Car malgré ce que laisse supposer les premières minutes, dansantes et déstabilisantes, il ne s’agit pas d’une comédie musicale. Oui, c’est rythmé, entraînant, funky, les références musicales abondent, les pingouins se mettent parfois à parler en chantant, ou juste à chanter, comme ça…mais "Happy Feet" prend sans cesse des directions inattendues. Le film de George Miller commence ainsi comme un récit d’initiation, dans une sorte de variation du Vilain Petit Canard (Mumble est rejeté parce qu’il ne sait pas chanter, mais il possède un don unique : c’est un pro des claquettes). C’est la partie qui contient le plus de chants, et aussi la partie la plus mignonne (les bébés manchots sont forcément craquants).
Mais voilà que "Happy Feet" prend le virage du pur film d’aventures (le jeune héros Mumble à la recherche de ces « extraterrestres », soit : les humains !), avec des séquences épiques qui donnent des frissons (le graphisme et la musique sont grandioses), pour finalement virer, dans une dernière partie surprenante et audacieuse (intervention d’acteurs réels dans l’animation), sur une réflexion écologique et humaine à travers une mise en abyme étonnante (le sommet étant la séquence édifiante dans le zoo puis celle ou les humains débarquent sur la banquise) voir vertigineuse. Miller traite de la marginalité, du droit à la différence, du fanatisme religieux…Le réalisateur de "Mad Max" aborde la musique comme un trait d’union universel entre les humains et les animaux, comme un langage que toutes les races peuvent comprendre. "Happy Feet" est l’un des rares films d’animation dont on pourrait analyser et disserter la toile de fond, parce qu’il possède une toile de fond riche et dense. C’est un film d’animation pour les enfants mais que seuls les adultes pourront vraiment comprendre. Ca c’est très fort.
Si l’on est jamais vraiment hilares (quoique les manchots latinos fêtards sont très drôles), on est constamment surpris et impressionné pendant une heure et 45 minutes (ce qui n’est pas rien, pour un film d’animation).
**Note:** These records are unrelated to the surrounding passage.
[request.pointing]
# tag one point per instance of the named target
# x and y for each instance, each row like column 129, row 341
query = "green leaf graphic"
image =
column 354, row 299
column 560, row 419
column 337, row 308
Et graphiquement, c’est splendide, bien qu’à première vue ça ne semble pas l’être. Miller opte pour un rendu photoréaliste tout en conservant un certain coté toon dans les personnages. Les décors (étonnement variés) et l’animation (des animaux) sont hallucinants, les effets de lumière (la photo !) avec le soleil et les nuages sont à tomber, et jamais on a vu une telle gestion de l’eau. Miller exploite parfaitement l’outil de l’animation pour enchaîner les plans fous et inconcevables en live (on pense à Zemeckis et son "Le Pôle express" ou à "Monster House").
Fable écologique, plus ambitieuse qu’elle n’y parait et plus humaine qu’animale, "Happy Feet" est un dessin animé euphorique, ludique, épique (un Pôle Nord épique et magnifié, fallait le faire) et poétique d’une beauté soufflante et d’une étonnante profondeur, au point qu’il en devient vraiment touchant. Les doublages français (Clovis Cornillac, Marion Cotillard, Sophie Marceau, Kad Merad, Anthony Kavanagh et Marianne James, je n’ai franchement même pas fait attention à qui doublait qui, j’ai même pas reconnu les voix) sont corrects et la BO géniale (titres inédits, reprises, score intense de John Powell, à noter que la plupart des chansons en anglais n’ont pas été redoublées en français, ce qui est une bonne chose).